こんなに暖かく桜も見事に咲いて、気持ち良い季節なのに、なんか淋しい。
細い春の雨が降っている日のバス停。乗る予定のバスが遅れて一人透明なビニール傘を片手にたたずむ。傘を持つ手も飛沫のような雨に濡れて冷たい。スカートの裾が雨に濡れて黒く染みていく時、いい歳をしてなんか淋しい。
カーブを曲がって黄色い車体のバスがやってきた時は嬉しくて淋しかった気持ちは消えたけれど、乗り込むと、車内にはたった一人の乗客。
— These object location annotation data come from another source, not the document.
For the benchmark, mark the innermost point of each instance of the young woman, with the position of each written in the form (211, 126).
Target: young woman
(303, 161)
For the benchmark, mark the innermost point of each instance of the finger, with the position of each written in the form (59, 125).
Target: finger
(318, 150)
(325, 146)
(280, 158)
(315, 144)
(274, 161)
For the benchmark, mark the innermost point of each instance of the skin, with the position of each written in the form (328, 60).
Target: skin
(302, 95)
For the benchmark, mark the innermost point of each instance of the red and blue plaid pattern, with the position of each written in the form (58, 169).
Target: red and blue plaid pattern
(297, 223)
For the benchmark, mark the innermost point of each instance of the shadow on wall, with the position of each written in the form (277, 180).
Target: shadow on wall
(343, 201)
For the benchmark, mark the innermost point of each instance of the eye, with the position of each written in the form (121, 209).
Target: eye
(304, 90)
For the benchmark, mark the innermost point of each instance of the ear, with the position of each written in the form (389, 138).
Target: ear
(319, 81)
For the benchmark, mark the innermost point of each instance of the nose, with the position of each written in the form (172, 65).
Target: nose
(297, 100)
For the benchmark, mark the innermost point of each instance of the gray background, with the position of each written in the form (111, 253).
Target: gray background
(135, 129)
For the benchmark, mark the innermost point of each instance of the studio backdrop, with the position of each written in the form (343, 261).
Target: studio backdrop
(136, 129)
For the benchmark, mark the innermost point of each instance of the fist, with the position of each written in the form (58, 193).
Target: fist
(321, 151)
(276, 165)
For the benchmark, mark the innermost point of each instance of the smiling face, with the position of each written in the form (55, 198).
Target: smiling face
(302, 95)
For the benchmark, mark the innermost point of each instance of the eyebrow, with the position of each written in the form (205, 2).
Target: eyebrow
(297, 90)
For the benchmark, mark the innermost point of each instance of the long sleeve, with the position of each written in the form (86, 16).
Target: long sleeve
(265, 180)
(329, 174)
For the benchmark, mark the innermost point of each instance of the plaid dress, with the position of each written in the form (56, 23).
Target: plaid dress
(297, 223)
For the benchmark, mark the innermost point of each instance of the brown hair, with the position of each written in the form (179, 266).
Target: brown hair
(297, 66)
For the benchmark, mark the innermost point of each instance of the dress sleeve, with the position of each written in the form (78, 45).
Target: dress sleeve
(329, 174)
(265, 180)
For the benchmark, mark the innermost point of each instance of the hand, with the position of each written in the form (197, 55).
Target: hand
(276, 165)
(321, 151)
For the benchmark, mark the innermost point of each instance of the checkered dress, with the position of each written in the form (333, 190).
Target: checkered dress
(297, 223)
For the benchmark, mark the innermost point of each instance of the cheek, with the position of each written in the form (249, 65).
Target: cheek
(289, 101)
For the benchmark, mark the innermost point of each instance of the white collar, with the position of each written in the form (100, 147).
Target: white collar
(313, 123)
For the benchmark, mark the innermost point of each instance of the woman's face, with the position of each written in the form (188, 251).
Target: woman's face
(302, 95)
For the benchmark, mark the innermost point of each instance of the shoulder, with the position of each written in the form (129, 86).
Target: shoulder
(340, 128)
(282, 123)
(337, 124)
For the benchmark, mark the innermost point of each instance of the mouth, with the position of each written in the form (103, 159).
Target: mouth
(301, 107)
白髪の小さいお婆さんが、前の椅子の取っ手を握りしめて座っていた。お団子のように丸めた髪と前かがみの背中が農業に明け暮れた祖母に似ていた。寂しさがぶり返して来た。祖母の田が休耕田になった時、畦道に座ってじっと田を見ていた祖母の背中を思い出す。春なのに淋しい。
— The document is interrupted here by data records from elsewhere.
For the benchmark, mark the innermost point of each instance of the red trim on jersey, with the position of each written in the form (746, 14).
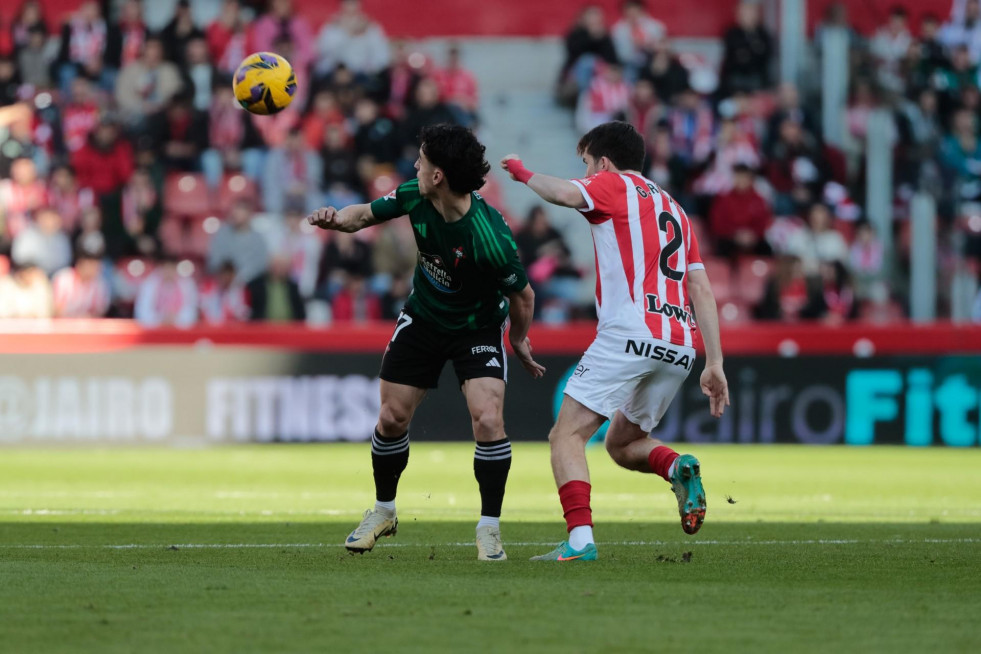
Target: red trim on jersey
(599, 282)
(621, 227)
(676, 295)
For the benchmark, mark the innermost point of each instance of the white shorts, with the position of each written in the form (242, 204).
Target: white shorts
(633, 375)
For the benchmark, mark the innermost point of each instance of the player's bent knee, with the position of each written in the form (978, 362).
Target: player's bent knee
(393, 420)
(488, 425)
(616, 450)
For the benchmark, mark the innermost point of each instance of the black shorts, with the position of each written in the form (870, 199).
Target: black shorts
(417, 352)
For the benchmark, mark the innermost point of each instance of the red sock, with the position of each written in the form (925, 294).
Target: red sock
(574, 496)
(661, 458)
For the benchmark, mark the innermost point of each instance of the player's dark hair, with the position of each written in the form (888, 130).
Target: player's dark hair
(617, 141)
(459, 154)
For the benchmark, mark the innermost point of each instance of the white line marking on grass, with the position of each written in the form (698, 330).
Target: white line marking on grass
(633, 543)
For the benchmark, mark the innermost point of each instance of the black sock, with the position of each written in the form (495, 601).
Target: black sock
(389, 457)
(491, 463)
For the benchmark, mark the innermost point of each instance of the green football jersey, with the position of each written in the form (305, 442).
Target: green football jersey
(464, 268)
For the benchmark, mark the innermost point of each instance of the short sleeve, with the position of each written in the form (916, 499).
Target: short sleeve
(604, 195)
(397, 203)
(500, 253)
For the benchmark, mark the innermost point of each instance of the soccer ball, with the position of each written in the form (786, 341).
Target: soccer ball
(264, 83)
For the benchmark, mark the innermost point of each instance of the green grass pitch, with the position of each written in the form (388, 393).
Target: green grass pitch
(238, 549)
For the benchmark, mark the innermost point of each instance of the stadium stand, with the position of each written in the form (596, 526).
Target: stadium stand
(118, 115)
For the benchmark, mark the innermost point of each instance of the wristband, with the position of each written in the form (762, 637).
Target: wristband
(516, 168)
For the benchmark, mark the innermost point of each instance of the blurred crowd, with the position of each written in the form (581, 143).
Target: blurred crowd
(778, 207)
(133, 185)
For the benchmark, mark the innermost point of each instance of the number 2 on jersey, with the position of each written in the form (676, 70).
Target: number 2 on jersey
(671, 246)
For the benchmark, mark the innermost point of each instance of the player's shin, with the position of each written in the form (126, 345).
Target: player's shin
(389, 458)
(491, 465)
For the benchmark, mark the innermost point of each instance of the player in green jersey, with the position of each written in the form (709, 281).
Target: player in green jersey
(468, 283)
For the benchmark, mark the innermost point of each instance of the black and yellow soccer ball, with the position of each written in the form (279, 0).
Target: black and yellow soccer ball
(264, 83)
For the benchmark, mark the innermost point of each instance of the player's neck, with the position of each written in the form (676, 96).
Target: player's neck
(452, 207)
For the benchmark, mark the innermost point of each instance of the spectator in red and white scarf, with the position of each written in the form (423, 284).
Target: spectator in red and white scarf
(293, 170)
(25, 293)
(80, 116)
(83, 41)
(351, 38)
(355, 302)
(20, 196)
(81, 291)
(227, 38)
(691, 123)
(30, 17)
(67, 198)
(42, 243)
(166, 298)
(223, 300)
(324, 114)
(178, 33)
(302, 246)
(608, 97)
(147, 84)
(644, 110)
(731, 147)
(281, 21)
(180, 134)
(233, 142)
(458, 87)
(105, 162)
(127, 37)
(635, 35)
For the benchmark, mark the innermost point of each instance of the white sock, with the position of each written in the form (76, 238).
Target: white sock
(580, 537)
(487, 521)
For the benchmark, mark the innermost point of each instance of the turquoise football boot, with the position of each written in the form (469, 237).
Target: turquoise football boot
(686, 482)
(564, 552)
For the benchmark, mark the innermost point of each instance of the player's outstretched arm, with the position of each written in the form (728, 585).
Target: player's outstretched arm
(713, 380)
(521, 312)
(554, 190)
(349, 219)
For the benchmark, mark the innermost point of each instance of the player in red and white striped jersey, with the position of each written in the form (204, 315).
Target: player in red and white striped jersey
(81, 291)
(650, 285)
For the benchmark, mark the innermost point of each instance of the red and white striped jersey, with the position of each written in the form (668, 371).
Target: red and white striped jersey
(645, 247)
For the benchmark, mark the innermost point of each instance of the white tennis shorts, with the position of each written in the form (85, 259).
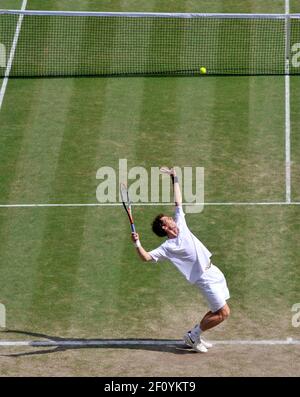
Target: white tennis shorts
(214, 288)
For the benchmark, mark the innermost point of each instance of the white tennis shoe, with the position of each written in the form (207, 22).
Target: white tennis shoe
(196, 344)
(208, 345)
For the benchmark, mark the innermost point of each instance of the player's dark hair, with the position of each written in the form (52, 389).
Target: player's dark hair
(157, 225)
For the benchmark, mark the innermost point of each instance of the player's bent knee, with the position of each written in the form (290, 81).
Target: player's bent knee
(224, 312)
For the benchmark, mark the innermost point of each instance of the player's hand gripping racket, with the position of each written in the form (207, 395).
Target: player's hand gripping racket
(127, 205)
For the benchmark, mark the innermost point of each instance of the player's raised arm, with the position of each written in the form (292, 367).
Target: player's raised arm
(177, 192)
(143, 254)
(176, 187)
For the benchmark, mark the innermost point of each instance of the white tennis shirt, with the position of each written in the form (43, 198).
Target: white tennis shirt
(185, 251)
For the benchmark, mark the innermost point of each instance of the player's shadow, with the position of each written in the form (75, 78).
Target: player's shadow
(159, 345)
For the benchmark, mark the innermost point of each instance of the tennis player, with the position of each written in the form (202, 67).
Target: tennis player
(193, 260)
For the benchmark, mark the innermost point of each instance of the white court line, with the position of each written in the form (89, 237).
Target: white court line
(208, 204)
(287, 107)
(12, 54)
(144, 342)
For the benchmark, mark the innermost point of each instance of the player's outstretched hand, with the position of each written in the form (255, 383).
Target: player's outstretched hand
(169, 171)
(135, 237)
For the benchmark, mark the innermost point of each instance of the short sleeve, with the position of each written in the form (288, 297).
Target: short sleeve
(158, 254)
(180, 217)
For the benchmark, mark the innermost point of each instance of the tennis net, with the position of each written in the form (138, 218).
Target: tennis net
(114, 44)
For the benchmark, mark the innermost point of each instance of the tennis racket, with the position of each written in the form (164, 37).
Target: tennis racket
(165, 170)
(127, 204)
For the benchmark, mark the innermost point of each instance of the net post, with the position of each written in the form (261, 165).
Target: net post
(287, 43)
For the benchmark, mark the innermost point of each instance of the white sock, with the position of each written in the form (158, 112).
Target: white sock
(196, 331)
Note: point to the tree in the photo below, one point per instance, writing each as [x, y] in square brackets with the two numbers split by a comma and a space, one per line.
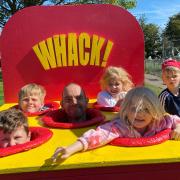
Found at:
[171, 35]
[9, 7]
[152, 38]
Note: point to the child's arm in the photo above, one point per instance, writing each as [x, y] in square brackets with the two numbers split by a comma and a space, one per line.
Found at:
[91, 139]
[67, 151]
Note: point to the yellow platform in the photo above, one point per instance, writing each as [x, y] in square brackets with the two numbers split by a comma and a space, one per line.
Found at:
[38, 159]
四つ目のバス停から小学生の一団が乗り込んできた。下校時なのだ。車内の空気が春色になって、隣に座った男の子が、ランドセルから絵を出して見せてくれた。「お父さん?」「そうだよ」「格好いいね」「パパは大谷選手に似ているんだよ」「本当、そうだね」「うん」。いつの間にか私の淋しさが消えた。なのに下車して重い荷物を持って歩き出す、とあの淋しさが背後から私を抱く。春の盛りなのに。